1915 World Series - Series Summary

Series Summary

The Phillies won Game 1, 3–1, although New York Times reporter Hugh Fullerton wrote of the future 300+ game-winning Hall of Famer, " Alexander pitched a bad game of ball. He had little or nothing" in his review of the game, headed "Nothing but luck saved the Phillies." The Times also reported that a crowd of 10,000 gathered in Manhattan's Times Square to view a real-time mechanical recreation of the game on a giant scoreboard sponsored by the newspaper.

The Phillies were not to win another postseason game until 1977, nor another World Series game until 1980. The Red Sox swept Games 2–5, all by one run, and by identical scores of 2–1 in Games 2–4.

In Game 2, Woodrow Wilson became the first U.S. President to attend a World Series game.

This was the second straight year that a Boston team beat a Philadelphia team in the World Series after the Braves had swept the Athletics the year before.

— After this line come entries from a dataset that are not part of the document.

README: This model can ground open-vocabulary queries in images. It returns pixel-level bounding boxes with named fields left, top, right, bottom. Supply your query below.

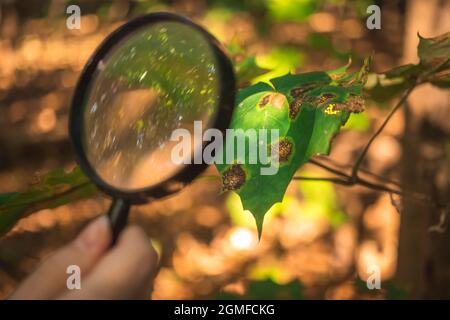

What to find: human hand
left=9, top=216, right=158, bottom=300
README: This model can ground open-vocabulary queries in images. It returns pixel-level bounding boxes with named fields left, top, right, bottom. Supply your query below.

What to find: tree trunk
left=395, top=0, right=450, bottom=299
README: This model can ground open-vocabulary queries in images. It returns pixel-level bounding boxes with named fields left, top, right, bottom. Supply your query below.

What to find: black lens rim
left=69, top=12, right=235, bottom=203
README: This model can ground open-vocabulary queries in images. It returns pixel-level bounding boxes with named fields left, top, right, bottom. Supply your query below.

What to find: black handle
left=107, top=198, right=131, bottom=245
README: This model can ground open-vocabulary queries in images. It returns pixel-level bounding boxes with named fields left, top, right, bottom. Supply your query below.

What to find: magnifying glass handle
left=107, top=198, right=131, bottom=245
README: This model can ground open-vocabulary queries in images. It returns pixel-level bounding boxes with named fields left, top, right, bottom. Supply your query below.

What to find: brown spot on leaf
left=334, top=94, right=365, bottom=113
left=290, top=84, right=315, bottom=98
left=271, top=93, right=287, bottom=110
left=222, top=164, right=246, bottom=191
left=259, top=93, right=287, bottom=110
left=315, top=93, right=336, bottom=105
left=323, top=93, right=336, bottom=99
left=259, top=94, right=271, bottom=108
left=289, top=98, right=302, bottom=119
left=271, top=138, right=293, bottom=163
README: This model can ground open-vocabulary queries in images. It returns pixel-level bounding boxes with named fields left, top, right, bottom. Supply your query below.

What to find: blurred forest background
left=0, top=0, right=449, bottom=299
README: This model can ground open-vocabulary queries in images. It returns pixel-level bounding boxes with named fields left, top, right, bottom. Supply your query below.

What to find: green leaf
left=253, top=47, right=304, bottom=84
left=216, top=61, right=369, bottom=237
left=236, top=82, right=274, bottom=105
left=226, top=40, right=271, bottom=87
left=0, top=167, right=97, bottom=236
left=365, top=74, right=410, bottom=103
left=235, top=56, right=271, bottom=87
left=421, top=33, right=450, bottom=88
left=0, top=193, right=19, bottom=205
left=417, top=32, right=450, bottom=71
left=343, top=112, right=371, bottom=132
left=370, top=32, right=450, bottom=96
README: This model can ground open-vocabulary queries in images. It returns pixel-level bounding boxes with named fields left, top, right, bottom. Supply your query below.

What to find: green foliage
left=227, top=41, right=270, bottom=87
left=216, top=279, right=303, bottom=300
left=366, top=32, right=450, bottom=102
left=253, top=47, right=304, bottom=84
left=343, top=112, right=371, bottom=132
left=0, top=167, right=96, bottom=236
left=266, top=0, right=316, bottom=22
left=0, top=32, right=448, bottom=239
left=216, top=59, right=370, bottom=237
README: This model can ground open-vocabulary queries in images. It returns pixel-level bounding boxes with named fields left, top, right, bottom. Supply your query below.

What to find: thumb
left=61, top=226, right=158, bottom=300
left=10, top=216, right=111, bottom=300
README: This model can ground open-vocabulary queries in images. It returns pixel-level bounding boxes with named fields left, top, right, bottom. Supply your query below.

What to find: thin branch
left=353, top=175, right=402, bottom=195
left=298, top=137, right=447, bottom=209
left=308, top=158, right=350, bottom=178
left=293, top=169, right=445, bottom=209
left=315, top=156, right=402, bottom=189
left=307, top=158, right=403, bottom=194
left=292, top=176, right=352, bottom=185
left=351, top=86, right=415, bottom=181
left=293, top=174, right=402, bottom=194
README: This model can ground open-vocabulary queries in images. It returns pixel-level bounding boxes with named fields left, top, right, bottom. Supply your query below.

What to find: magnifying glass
left=69, top=12, right=235, bottom=244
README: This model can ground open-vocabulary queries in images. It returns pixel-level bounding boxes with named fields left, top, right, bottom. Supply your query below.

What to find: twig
left=293, top=173, right=401, bottom=195
left=330, top=83, right=447, bottom=209
left=309, top=158, right=350, bottom=179
left=314, top=156, right=402, bottom=189
left=298, top=143, right=447, bottom=209
left=292, top=176, right=352, bottom=185
left=293, top=167, right=445, bottom=209
left=350, top=86, right=415, bottom=181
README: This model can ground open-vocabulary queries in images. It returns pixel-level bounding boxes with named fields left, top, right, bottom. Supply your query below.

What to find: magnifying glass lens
left=82, top=21, right=221, bottom=191
left=70, top=13, right=235, bottom=244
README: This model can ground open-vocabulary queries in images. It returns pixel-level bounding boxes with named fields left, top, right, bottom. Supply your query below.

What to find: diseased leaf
left=236, top=82, right=274, bottom=105
left=4, top=33, right=446, bottom=239
left=368, top=32, right=450, bottom=99
left=216, top=61, right=369, bottom=237
left=417, top=32, right=450, bottom=71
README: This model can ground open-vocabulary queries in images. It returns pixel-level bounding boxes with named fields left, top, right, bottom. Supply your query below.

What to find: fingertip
left=73, top=216, right=111, bottom=255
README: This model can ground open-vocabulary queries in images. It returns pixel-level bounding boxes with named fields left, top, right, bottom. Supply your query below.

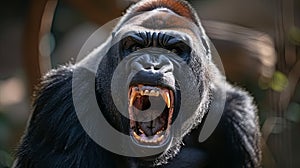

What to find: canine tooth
left=139, top=129, right=145, bottom=134
left=129, top=88, right=137, bottom=106
left=133, top=132, right=141, bottom=141
left=129, top=96, right=134, bottom=106
left=161, top=91, right=171, bottom=108
left=157, top=135, right=164, bottom=142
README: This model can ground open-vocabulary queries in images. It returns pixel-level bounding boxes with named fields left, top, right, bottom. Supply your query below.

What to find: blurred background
left=0, top=0, right=299, bottom=167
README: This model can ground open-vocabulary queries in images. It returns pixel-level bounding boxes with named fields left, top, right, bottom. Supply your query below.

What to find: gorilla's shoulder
left=30, top=65, right=75, bottom=119
left=40, top=65, right=74, bottom=89
left=15, top=65, right=114, bottom=167
left=219, top=84, right=261, bottom=167
left=223, top=84, right=258, bottom=122
left=29, top=64, right=78, bottom=140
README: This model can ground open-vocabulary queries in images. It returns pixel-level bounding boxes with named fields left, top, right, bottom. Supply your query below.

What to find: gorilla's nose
left=129, top=54, right=175, bottom=88
left=134, top=54, right=174, bottom=74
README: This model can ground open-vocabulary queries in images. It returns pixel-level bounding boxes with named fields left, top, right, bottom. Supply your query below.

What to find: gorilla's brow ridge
left=119, top=30, right=192, bottom=49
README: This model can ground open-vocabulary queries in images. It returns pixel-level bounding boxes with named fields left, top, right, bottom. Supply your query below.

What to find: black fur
left=14, top=0, right=261, bottom=167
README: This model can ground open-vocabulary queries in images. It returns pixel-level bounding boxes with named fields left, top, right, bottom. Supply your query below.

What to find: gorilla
left=14, top=0, right=261, bottom=167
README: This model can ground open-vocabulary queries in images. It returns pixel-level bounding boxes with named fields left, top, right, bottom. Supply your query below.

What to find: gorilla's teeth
left=129, top=86, right=170, bottom=108
left=133, top=131, right=141, bottom=141
left=129, top=96, right=134, bottom=107
left=129, top=87, right=138, bottom=106
left=157, top=135, right=164, bottom=142
left=139, top=135, right=164, bottom=143
left=156, top=130, right=163, bottom=135
left=141, top=89, right=160, bottom=96
left=149, top=90, right=160, bottom=96
left=133, top=130, right=165, bottom=144
left=161, top=91, right=171, bottom=108
left=139, top=129, right=145, bottom=134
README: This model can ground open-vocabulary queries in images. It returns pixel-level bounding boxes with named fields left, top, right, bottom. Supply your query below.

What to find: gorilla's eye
left=121, top=36, right=145, bottom=56
left=166, top=42, right=191, bottom=58
left=170, top=47, right=181, bottom=54
left=130, top=44, right=142, bottom=52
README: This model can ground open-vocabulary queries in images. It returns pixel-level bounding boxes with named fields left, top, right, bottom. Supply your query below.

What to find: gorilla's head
left=84, top=0, right=215, bottom=163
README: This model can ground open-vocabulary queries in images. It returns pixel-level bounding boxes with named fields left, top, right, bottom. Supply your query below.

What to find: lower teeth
left=132, top=130, right=165, bottom=143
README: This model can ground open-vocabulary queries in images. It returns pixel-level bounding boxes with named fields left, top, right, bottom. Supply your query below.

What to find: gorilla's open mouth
left=128, top=85, right=174, bottom=147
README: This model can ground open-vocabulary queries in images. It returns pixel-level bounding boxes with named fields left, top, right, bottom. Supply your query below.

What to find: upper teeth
left=142, top=89, right=160, bottom=96
left=129, top=86, right=171, bottom=108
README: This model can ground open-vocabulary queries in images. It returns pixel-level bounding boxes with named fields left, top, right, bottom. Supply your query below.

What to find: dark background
left=0, top=0, right=299, bottom=167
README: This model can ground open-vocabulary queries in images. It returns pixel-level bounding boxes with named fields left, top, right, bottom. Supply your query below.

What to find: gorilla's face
left=115, top=9, right=208, bottom=148
left=96, top=8, right=211, bottom=153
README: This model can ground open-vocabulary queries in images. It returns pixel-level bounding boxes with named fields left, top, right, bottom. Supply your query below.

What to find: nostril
left=144, top=66, right=154, bottom=70
left=154, top=67, right=160, bottom=70
left=144, top=66, right=161, bottom=71
left=142, top=64, right=172, bottom=73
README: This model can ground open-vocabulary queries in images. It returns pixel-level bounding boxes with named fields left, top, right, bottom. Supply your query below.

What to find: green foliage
left=270, top=71, right=288, bottom=92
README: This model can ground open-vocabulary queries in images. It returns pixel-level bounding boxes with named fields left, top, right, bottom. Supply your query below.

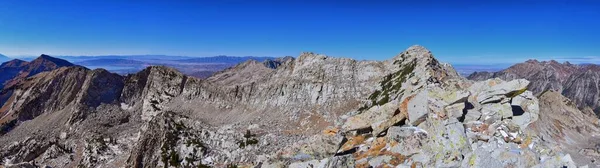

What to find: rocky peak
left=405, top=45, right=432, bottom=57
left=30, top=54, right=74, bottom=67
left=120, top=66, right=189, bottom=121
left=23, top=54, right=75, bottom=77
left=262, top=56, right=295, bottom=69
left=0, top=59, right=27, bottom=68
left=525, top=59, right=540, bottom=63
left=390, top=45, right=433, bottom=62
left=549, top=60, right=559, bottom=64
left=565, top=61, right=573, bottom=66
left=296, top=52, right=326, bottom=61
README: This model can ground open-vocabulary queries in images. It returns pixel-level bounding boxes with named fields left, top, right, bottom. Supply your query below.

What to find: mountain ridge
left=467, top=59, right=600, bottom=115
left=0, top=46, right=598, bottom=167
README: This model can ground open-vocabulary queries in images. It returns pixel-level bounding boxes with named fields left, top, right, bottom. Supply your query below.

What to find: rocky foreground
left=1, top=46, right=600, bottom=168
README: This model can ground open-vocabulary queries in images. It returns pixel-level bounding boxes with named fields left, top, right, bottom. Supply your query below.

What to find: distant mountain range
left=0, top=55, right=278, bottom=78
left=64, top=55, right=277, bottom=78
left=468, top=59, right=600, bottom=115
left=0, top=54, right=10, bottom=63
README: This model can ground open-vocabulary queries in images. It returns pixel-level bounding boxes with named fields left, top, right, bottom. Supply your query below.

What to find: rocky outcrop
left=467, top=60, right=600, bottom=116
left=302, top=61, right=556, bottom=167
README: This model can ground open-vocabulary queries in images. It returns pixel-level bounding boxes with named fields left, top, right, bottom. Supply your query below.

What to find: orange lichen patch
left=323, top=127, right=339, bottom=136
left=354, top=137, right=389, bottom=160
left=400, top=94, right=416, bottom=116
left=411, top=162, right=418, bottom=168
left=471, top=123, right=489, bottom=133
left=355, top=162, right=370, bottom=168
left=519, top=136, right=533, bottom=149
left=388, top=153, right=408, bottom=165
left=340, top=135, right=366, bottom=152
left=512, top=136, right=523, bottom=144
left=488, top=80, right=497, bottom=87
left=436, top=110, right=447, bottom=119
left=389, top=140, right=399, bottom=147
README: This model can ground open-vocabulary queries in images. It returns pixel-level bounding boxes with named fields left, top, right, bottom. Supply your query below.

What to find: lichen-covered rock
left=474, top=79, right=529, bottom=104
left=341, top=100, right=399, bottom=133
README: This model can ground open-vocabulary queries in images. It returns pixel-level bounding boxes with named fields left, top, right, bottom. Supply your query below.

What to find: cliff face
left=0, top=47, right=599, bottom=168
left=528, top=91, right=600, bottom=166
left=468, top=60, right=600, bottom=116
left=0, top=67, right=123, bottom=133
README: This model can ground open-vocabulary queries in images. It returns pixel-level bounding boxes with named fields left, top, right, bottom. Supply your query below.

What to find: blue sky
left=0, top=0, right=598, bottom=64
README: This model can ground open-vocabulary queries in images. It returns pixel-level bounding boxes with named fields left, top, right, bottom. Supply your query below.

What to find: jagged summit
left=406, top=45, right=430, bottom=54
left=30, top=54, right=75, bottom=68
left=525, top=59, right=539, bottom=63
left=390, top=45, right=432, bottom=61
left=261, top=56, right=295, bottom=69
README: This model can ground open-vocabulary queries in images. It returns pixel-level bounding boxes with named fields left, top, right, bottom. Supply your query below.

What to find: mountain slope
left=468, top=60, right=600, bottom=115
left=527, top=91, right=600, bottom=166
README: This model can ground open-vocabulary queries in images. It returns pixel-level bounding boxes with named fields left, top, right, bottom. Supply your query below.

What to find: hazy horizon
left=1, top=0, right=599, bottom=65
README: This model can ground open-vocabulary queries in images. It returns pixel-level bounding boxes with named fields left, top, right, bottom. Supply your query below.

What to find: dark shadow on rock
left=459, top=102, right=475, bottom=122
left=512, top=105, right=525, bottom=116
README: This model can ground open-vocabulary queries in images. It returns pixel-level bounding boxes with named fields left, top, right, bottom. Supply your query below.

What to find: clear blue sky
left=0, top=0, right=598, bottom=64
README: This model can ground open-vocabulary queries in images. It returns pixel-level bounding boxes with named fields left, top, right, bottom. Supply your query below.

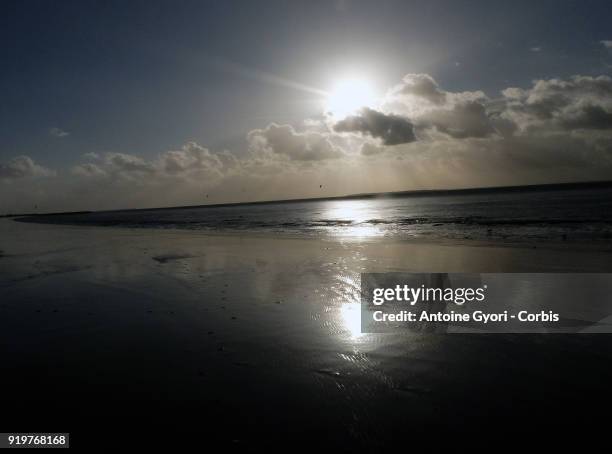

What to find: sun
left=325, top=78, right=377, bottom=118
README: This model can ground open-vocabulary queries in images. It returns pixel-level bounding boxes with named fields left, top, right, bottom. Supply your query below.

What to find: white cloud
left=382, top=73, right=493, bottom=139
left=72, top=142, right=232, bottom=184
left=49, top=127, right=70, bottom=138
left=247, top=123, right=344, bottom=161
left=0, top=156, right=55, bottom=180
left=498, top=75, right=612, bottom=133
left=159, top=142, right=224, bottom=176
left=387, top=73, right=447, bottom=105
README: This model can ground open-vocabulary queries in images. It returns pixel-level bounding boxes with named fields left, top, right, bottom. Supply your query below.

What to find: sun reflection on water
left=322, top=200, right=384, bottom=239
left=324, top=200, right=371, bottom=223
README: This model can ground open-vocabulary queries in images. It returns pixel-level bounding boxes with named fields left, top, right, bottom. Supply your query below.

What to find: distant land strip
left=4, top=179, right=612, bottom=218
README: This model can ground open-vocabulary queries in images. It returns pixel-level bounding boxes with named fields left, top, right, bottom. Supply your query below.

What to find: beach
left=2, top=217, right=612, bottom=446
left=3, top=0, right=612, bottom=449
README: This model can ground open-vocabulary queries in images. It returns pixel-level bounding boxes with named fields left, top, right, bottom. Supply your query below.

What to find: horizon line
left=5, top=179, right=612, bottom=218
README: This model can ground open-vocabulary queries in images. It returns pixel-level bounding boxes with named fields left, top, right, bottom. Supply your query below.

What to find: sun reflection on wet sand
left=331, top=271, right=366, bottom=340
left=340, top=302, right=363, bottom=339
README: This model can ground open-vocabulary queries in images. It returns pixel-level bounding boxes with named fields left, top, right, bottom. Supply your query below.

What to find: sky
left=1, top=0, right=612, bottom=212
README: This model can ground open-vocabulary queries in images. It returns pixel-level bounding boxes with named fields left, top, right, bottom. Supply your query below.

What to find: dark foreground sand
left=1, top=218, right=612, bottom=448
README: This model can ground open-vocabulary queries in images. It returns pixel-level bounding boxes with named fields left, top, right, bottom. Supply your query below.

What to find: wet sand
left=1, top=218, right=612, bottom=448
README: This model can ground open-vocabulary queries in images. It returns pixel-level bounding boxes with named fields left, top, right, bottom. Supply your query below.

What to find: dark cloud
left=560, top=104, right=612, bottom=130
left=333, top=108, right=417, bottom=145
left=420, top=101, right=496, bottom=138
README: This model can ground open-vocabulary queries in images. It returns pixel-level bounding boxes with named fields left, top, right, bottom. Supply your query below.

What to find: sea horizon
left=6, top=178, right=612, bottom=218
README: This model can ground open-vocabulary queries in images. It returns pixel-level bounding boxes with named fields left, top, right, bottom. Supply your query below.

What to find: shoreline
left=7, top=216, right=612, bottom=255
left=5, top=179, right=612, bottom=218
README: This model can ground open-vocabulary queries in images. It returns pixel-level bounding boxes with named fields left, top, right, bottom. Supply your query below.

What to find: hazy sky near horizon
left=2, top=0, right=612, bottom=212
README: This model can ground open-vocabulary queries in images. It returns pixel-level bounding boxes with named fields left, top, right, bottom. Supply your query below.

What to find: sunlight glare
left=340, top=302, right=363, bottom=339
left=322, top=200, right=383, bottom=238
left=326, top=78, right=377, bottom=118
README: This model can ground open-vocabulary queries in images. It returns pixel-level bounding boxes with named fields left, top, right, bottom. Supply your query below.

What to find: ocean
left=16, top=183, right=612, bottom=244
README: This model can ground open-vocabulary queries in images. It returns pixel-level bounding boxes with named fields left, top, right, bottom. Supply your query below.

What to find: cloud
left=382, top=73, right=494, bottom=139
left=4, top=73, right=612, bottom=213
left=601, top=40, right=612, bottom=50
left=333, top=107, right=417, bottom=145
left=72, top=142, right=231, bottom=182
left=387, top=73, right=447, bottom=105
left=498, top=75, right=612, bottom=132
left=382, top=73, right=612, bottom=139
left=105, top=152, right=156, bottom=174
left=49, top=127, right=70, bottom=138
left=530, top=46, right=542, bottom=52
left=0, top=155, right=55, bottom=180
left=360, top=142, right=387, bottom=156
left=72, top=162, right=106, bottom=178
left=419, top=101, right=496, bottom=138
left=247, top=123, right=344, bottom=160
left=159, top=142, right=225, bottom=176
left=559, top=104, right=612, bottom=130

Unlike the 1913 Series, where the home team won only one of the five games, home field was often very much an advantage in the 1915 October classic. Fenway Park, paradoxically the Braves' home field in their 1914 Series sweep of the A's while Braves Field was still being built, had been the home of the Red Sox for four seasons and was fully functional in 1915; yet the Red Sox played their 1915 Series "home" games in the brand-new Braves Field to take advantage of its larger seating capacity. Beyond the added revenue, the long ball was affected by this arrangement, as follows:

  • In the top of the third inning of Game 3 at Boston, with two out, one run in and two runners in scoring position, Phillies' slugger "Cactus" Gavvy Cravath hit a line drive to deep left field which was caught for a harmless inning-ending out in the spacious Braves Field outfield. In Fenway or Philadelphia's Baker Bowl, it might have been a home run or at least an extra-base hit which might have turned the Series around.
  • The Phillies had packed some extra outfield seats into their already-small bandbox of a ballfield, shortening the distance from home to the outfield wall even more. This proved crucial in the decisive Game 5, in which Boston's Harry Hooper twice homered over the moved-in center field fence and Duffy Lewis followed suit. In Braves Field, those would have been extra-base hits at best. Both of Hooper's hits, including the eventual game-winner in the top of the ninth, actually bounced over the fence and were home runs by the rules of that era although they would have been only ground-rule doubles by present-day rules.